Psychologist Sidney McGill underscored Bell’s position, noting that children today are bombarded with the challenges of a changing culture, which has over-exposed them to negative realities. These realities, he said, are causing them to experience a raft of psychological problems, making it a necessity that teachers be equipped to identify such children.
“Because of the deteriorating social conditions, which include moral and spiritual degradation, a massive scale of hopelessness and helplessness, and the need for self-gratification now without rigorous pursuit of goals, and with the sexualisation of the society, which negatively affects children because it overwhelms their emotional functioning, it is needed more than ever for teachers to be equipped to identify and refer children who are suffering from psychological/emotional problems,” he said.

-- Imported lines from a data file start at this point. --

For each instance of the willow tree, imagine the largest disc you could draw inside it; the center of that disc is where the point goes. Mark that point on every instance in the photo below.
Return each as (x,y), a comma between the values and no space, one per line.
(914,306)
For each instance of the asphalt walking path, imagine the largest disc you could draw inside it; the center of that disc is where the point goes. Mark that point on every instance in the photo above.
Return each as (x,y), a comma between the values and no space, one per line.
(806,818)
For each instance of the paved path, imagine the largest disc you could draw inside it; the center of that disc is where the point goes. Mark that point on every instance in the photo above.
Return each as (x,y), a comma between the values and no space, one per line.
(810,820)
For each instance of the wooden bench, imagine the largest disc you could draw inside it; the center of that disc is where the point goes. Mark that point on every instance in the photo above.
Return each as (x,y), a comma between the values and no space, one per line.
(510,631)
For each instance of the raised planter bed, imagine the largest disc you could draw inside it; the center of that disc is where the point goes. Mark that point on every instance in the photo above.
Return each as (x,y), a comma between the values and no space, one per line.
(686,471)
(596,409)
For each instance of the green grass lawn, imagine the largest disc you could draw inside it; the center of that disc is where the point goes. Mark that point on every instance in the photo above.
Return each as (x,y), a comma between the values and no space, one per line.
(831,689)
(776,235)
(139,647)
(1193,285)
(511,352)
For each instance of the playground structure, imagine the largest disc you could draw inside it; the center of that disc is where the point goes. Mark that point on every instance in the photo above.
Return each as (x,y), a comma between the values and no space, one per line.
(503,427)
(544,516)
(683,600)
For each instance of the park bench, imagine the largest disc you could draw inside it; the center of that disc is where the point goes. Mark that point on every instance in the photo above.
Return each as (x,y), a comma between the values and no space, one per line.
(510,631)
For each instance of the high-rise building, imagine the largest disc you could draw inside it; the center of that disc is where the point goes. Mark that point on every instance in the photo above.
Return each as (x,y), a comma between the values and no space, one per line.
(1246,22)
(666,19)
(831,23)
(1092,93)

“Not only do teachers need to have advanced training in psychology in order to try to meet the psychological needs of some of their students, it will also equip them to clarify their own personal psychological/emotional needs.”
For her part, Bell proposed that this psychology education of teachers form part of government policy.
“The Ministry of Education needs to understand that teacher’s need to be trained at the teacher college level and ongoing training. That (psychology education) should be part of service training and teacher education training so that teachers understand what to look for when children are experiencing psychological problems – whether it be anxiety disorder, attention deficit or that the child is being abused,” she said.
Added Bell, who has a private practice in Montego Bay, St James: “They should be made aware of what to look for – not that they are going to correct anything, but that they are going to make some referral. They will refer it to the guidance counsellors, and if they (guidance counsellors) are unable to handle it, then they can make reference to child guidance clinics.”
McGill proposed that teachers be educated, in the short to medium term, through certificate courses in areas, such as childhood/development psychology.
“The kind of curriculum that obtained for teachers years ago is in many ways not relevant today. A teacher has to do more than just teach their subject area. They must understand themselves better, understand the students they are teaching and have more effective ways of teaching once they understand what they are doing,” he said.
“When a child misbehaves, instead of reacting to the child in a negative way, a teacher needs to ask him or herself what does this behaviour, mean then apply appropriate treatment to solve the problem.”
McGill – himself the owner/operator of the Family and Counselling Centre with offices in St Ann, Montego Bay and Kingston – said that it was especially important that teachers be in the know as far as children’s psychological needs are concerned since there is a derth of guidance counsellors in schools across the island.
“I am thinking that the amount of guidance counsellors that are in the school are very small – one guidance counsellor to maybe 700 children or more. So that guidance counsellor cannot develop strategies to prevent certain problems in the school. They spend all their time trying to deal with individual crises,” he said.
“Therefore, teachers must have the psychological tools at their disposal in order to deal with some of these cases in their classroom and send the more serious ones to the guidance counsellor or to other professionals,” he added.